Anything that restricts my movement freaks me out. Its gotten much worse over the years. MRI's are probably the worst thing for me because I have no control over getting out of there. I am a chubby 6'2" with wide shoulders. Last MRI I did was the skinny tube model. I had to take a second Lorazepam, cover my eyes with a towel, and listen to music to get through it. If you listen to metal, the noise those MRI's make is kind of a cool accompaniment.

Yeah, War Pigs kinda matched my experience there too. My first time for an MRI is when I found that small spaces don't work for me, second time, I was blaring War Pigs and Maiden, like I was a tail gunner blaring .50s in a B-25 .

:laughing:
 
The thing that frustrates me about it all is that it's a sudden affliction out of nowhere and I can't seem to do anything about it. What happened to me? I tell my myself that everything's ok and there's nothing to be afraid of. I know the elevator doors are going open. I know the car wash will run it's cycle and the overhead door will open allowing me to drive out. But my mind isn't believing what I'm telling it.

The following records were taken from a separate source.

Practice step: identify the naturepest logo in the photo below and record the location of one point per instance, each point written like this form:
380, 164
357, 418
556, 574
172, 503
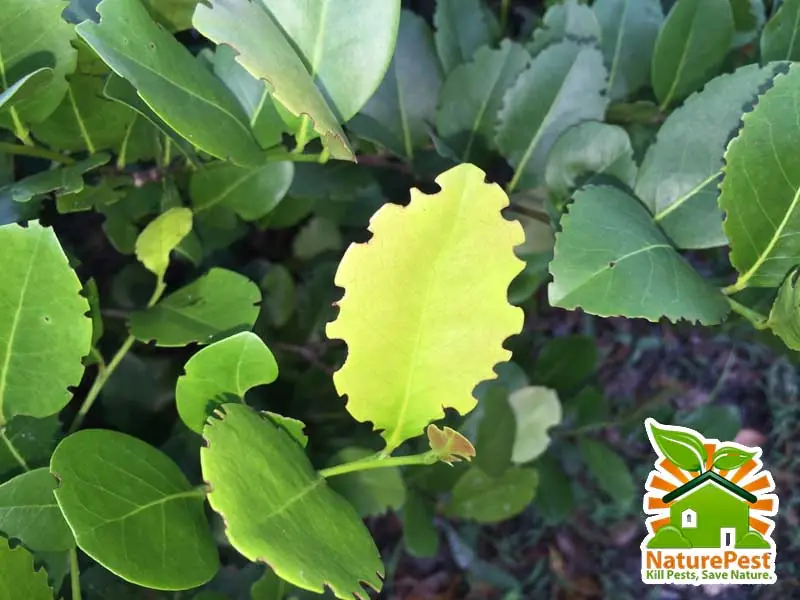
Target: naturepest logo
709, 504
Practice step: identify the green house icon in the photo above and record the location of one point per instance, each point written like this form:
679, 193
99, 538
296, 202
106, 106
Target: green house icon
708, 512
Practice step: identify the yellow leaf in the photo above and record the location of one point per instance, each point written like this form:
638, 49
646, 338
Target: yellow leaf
425, 309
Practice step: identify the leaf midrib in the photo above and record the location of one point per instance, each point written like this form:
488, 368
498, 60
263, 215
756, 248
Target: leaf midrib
15, 324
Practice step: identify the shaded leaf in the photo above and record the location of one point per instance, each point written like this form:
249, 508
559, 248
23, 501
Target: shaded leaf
629, 30
133, 511
784, 317
683, 448
609, 470
397, 115
729, 457
218, 304
587, 149
462, 26
264, 50
250, 192
33, 36
29, 513
42, 316
420, 262
562, 87
780, 40
284, 515
473, 95
347, 49
371, 492
161, 236
19, 577
536, 410
567, 20
485, 499
220, 373
609, 242
759, 192
678, 180
170, 80
688, 52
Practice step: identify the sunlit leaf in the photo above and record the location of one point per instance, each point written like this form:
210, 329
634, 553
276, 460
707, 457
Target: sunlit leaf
221, 373
421, 263
279, 510
133, 511
42, 317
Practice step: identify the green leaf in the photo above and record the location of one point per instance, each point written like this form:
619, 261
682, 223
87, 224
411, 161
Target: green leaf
253, 94
397, 116
346, 45
26, 440
536, 410
683, 449
29, 513
219, 304
26, 88
496, 433
635, 272
760, 191
419, 533
784, 317
133, 511
679, 176
462, 26
371, 492
421, 261
587, 149
485, 499
19, 577
250, 192
688, 52
567, 20
33, 36
265, 51
220, 373
562, 87
280, 511
85, 120
629, 31
729, 457
120, 90
42, 318
161, 236
473, 95
609, 470
780, 40
170, 80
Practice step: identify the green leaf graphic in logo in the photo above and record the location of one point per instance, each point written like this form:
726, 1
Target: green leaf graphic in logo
683, 449
728, 457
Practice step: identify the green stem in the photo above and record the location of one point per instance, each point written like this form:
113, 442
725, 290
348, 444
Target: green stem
378, 462
35, 151
758, 320
74, 574
104, 374
12, 450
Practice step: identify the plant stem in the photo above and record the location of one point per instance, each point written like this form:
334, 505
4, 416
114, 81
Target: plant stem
74, 574
36, 152
378, 462
758, 320
104, 374
12, 450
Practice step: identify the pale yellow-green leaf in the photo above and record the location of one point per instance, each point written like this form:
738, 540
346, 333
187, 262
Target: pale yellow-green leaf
427, 296
161, 236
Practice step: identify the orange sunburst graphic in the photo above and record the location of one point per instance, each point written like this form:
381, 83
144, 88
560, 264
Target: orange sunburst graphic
667, 477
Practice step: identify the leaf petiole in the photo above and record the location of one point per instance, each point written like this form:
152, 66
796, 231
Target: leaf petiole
376, 461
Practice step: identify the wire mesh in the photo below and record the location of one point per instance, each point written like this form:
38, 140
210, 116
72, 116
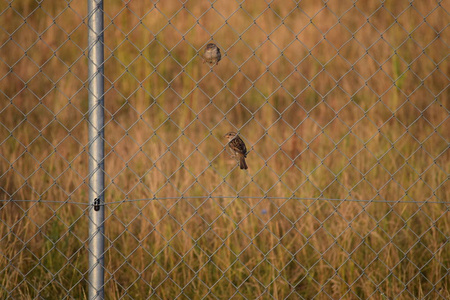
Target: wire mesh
344, 108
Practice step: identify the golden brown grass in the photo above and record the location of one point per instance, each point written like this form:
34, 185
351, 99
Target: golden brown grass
325, 115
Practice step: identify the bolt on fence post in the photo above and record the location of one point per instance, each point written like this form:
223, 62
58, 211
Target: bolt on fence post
96, 148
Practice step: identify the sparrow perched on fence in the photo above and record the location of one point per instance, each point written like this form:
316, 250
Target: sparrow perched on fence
212, 54
238, 148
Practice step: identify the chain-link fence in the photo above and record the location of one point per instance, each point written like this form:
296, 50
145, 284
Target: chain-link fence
344, 109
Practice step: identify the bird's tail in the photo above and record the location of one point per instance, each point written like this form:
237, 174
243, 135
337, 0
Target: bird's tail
242, 163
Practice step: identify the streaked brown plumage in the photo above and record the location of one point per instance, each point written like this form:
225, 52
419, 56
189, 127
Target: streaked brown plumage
238, 148
212, 54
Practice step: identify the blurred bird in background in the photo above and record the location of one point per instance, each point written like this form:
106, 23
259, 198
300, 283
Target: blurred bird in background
212, 54
238, 148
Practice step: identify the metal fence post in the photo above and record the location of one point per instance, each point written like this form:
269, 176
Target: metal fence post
96, 148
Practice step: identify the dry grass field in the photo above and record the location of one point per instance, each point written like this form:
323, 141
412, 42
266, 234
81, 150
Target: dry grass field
339, 100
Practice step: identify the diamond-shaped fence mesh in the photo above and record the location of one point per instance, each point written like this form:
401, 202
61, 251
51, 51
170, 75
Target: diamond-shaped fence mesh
343, 106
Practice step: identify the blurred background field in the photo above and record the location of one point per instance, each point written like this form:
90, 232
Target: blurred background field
339, 100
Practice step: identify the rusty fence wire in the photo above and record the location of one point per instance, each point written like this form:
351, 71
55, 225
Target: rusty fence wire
344, 110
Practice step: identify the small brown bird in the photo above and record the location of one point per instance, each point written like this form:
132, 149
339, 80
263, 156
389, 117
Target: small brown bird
238, 148
212, 54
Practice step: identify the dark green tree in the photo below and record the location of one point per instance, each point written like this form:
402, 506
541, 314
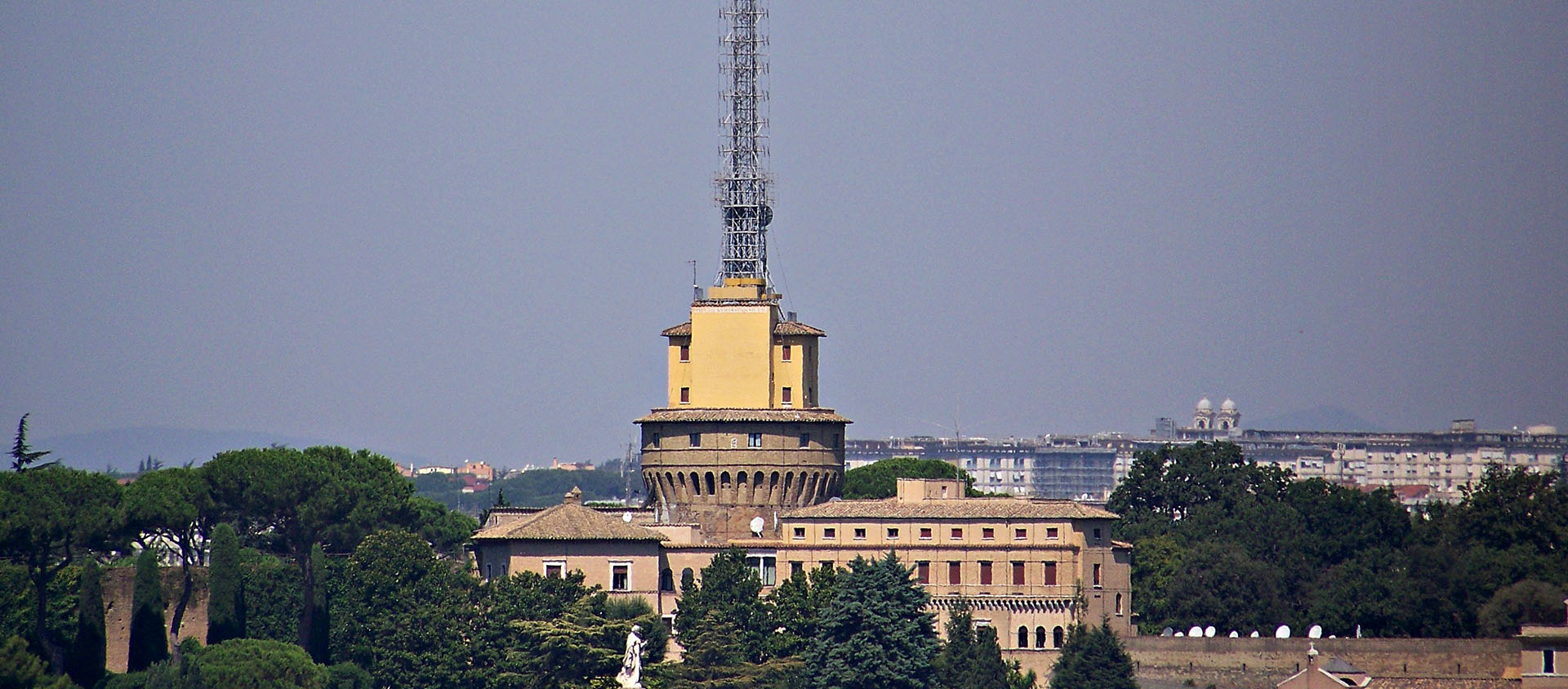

Not sure about claustrophobia, but 3 friends (all now recovering alkys) started having panic attacks. All very reasoned, logical men. All onset mid 30's to 40's. One of them while still drinking, and it's what prompted him to get sober, the other 2 years after sobriety. My best friend, the most reasoned person I know and highly intelligent, is afflicted the worst of the 3. He is working through it over the last year, but sudden onset and no idea where it came from. Like, not able to drive over that bridge, or not able to stand up and walk to the front of the room when it's required. Super pissed at himself, logically, you know better, nothing bad is going to happen. As soon as it is gone, just angry and disappointed in himself that he couldn't reason it away. Feels like an irrational woman for letting it happen. Feeling trapped or having a feeling of impending doom is the most common between the 3 of them, not just tight spaces. None of them really hang out with each other or know the other is going through it. I found it odd that that many people were going through that very similar thing. I don't envy those that it happens to, because no matter how much I could tell myself to say "I'm smarter than that, I could stop it," seeing guys that I know very well and have for 25 years not able to stop it makes me wonder wtf triggers it and if there is a way to get in front of it.
Ditto on the Benzo drugs. Pusher man probably gets a kickback if he hooks another customer.
 
I am but I have been since I was young. I do remember being rolled up in a rug by my brother, may have caused it but idk. I can do an elevator and a mri but just the description of being on the plane made me uneasy.
I almost got stuck twice while working on a boat, I seriously think I would have hurt myself if I didn't get out. One of them I was leaning through a bathroom cabinet reaching down into the bilge of our sailboat, V shape to it, hanging by my kneecaps head down I could barely reach the bottom. I popped my knees over the edge and slid down in the cone wedge straight up and down. No one was around, I managed a contorted(shaft in the way) one handed push up to get my knees back in place.